When I joined the then nascent Twitter, the only other users back then seemed to be geeks - and ones mainly based in NYC or SF; it was a pretty one-dimensional place. As its demographic became more diverse so it became richer and much more fun, useful and interesting. I recall one seminal moment in the early days (but when its audience was beginning to get more diverse) I was working at my home-office in our Yorkshire village, when, at an ungodly hour in the dead of night, my office-chair (with me sat on it) scooted away from the desk and a few pictures rattled off my desk/walls. Having never experienced an earthquake before I was totally baffled (and a little scared) and wondered if a disused mineshaft was collapsing (we live in a former mining village). However, a quick search on Twitter revealed there was some extremely rare seismic-event happening across our region. The BBC eventually caught-up and reported on the event.

That was a simple indicator of the unique power and potential of Twitter - how news and experiences can be rapidly correlated and validated to assist in root-cause analysis and the rapid distribution of news. In such a simple and localised example I just referenced that’s fine, but when it becomes something far more emotive and threatening, something in the shadows, Twitter becomes a very confused place and many revert to our primitive fight or flight instincts. I dread to think how it - and the legacy news-channels - will act when there is a truly major disaster in this new era (not that I am being dismissive of events in Boston and Texas, et al).

"I’m fed up to the ears with old men dreaming up wars for young men to die in." ~ George McGovern.

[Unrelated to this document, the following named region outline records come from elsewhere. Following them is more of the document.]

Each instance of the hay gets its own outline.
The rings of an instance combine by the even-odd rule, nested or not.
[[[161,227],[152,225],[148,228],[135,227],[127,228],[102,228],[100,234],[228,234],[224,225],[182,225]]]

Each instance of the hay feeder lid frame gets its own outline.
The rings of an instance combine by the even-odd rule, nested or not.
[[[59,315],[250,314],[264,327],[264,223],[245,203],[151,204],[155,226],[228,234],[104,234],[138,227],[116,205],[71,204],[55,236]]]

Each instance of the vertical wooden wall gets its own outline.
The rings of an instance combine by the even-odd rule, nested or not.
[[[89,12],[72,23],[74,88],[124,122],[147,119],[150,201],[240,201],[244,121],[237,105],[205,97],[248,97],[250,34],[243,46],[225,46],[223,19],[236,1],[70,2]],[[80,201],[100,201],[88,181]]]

Since Twitter itself became a de facto news-channel we have been spared an incongruous disaster. Incongruous? What I mean by that is that of course tragedies are happening all over the world, on a daily basis; it is not to say that the lives lost in (eg) Boston are more important than those in Iraq (each day); it is inevitable that an unexpected destructive event in a genteel setting such as Boston will inevitably cause more shock and reaction in ‘The West’. Our emotions are finite; we cannot grieve for everyone - as you would feel emotionally drained for a family member or close friend with cancer, it does not mean you do not care for the millions of others similarly suffering. We have to be pragmatic with our emotions.

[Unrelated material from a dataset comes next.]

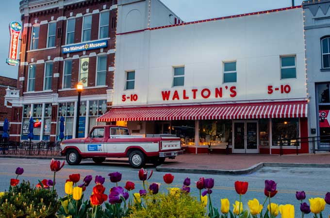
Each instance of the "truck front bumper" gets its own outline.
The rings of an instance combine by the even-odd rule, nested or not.
[[[181,150],[180,151],[170,151],[170,152],[160,152],[159,157],[167,157],[169,156],[175,156],[180,155],[182,155],[183,154],[184,150]]]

"It is the spirit of the age to believe that any fact, no matter how suspect, is superior to any imaginative exercise, no matter how true." ~ Gore Vidal.

Twitter is now a leading global news-channel, and that’s what makes it so fascinating and wonderful, for how often does a new communications channel come about? Plus, and most importantly, one that is inclusive to all for both the consumption and generation of news and views: and that is the corollary.

"The printing press is the greatest weapon in the armoury of the modern commander." ~ T. E. Lawrence.

With the passing of time we can see events more objectively and assimilate/filter the social and cultural flotsam and jetsam. We can even begin to depict tragic events via works of art that somehow manage to encapsulate temporal traumas via a simple, powerful and elegant visual statement. It’s the visceral working with the cerebral to be creative, in contrast to our being preoccupied with real-time and reactive infra dig vicarious ‘reporting’, which is focused on the destructive. I believe the contemporary artists who embrace challenging subjects will record our history in a far more relevant way than archive footage from CNN, Fox News - or Twitter, for that matter…

"Beware of false knowledge; it is more dangerous than ignorance." ~ George Bernard Shaw.

So, I will post this lament to Twitter and return to my brief period of abstinence from it. Hopefully, it will be a long time (never, ideally, but one has to be realistic) before I once again feel the need to detach from it.

"Without art, the crudeness of reality would make the world unbearable." ~ George Bernard Shaw.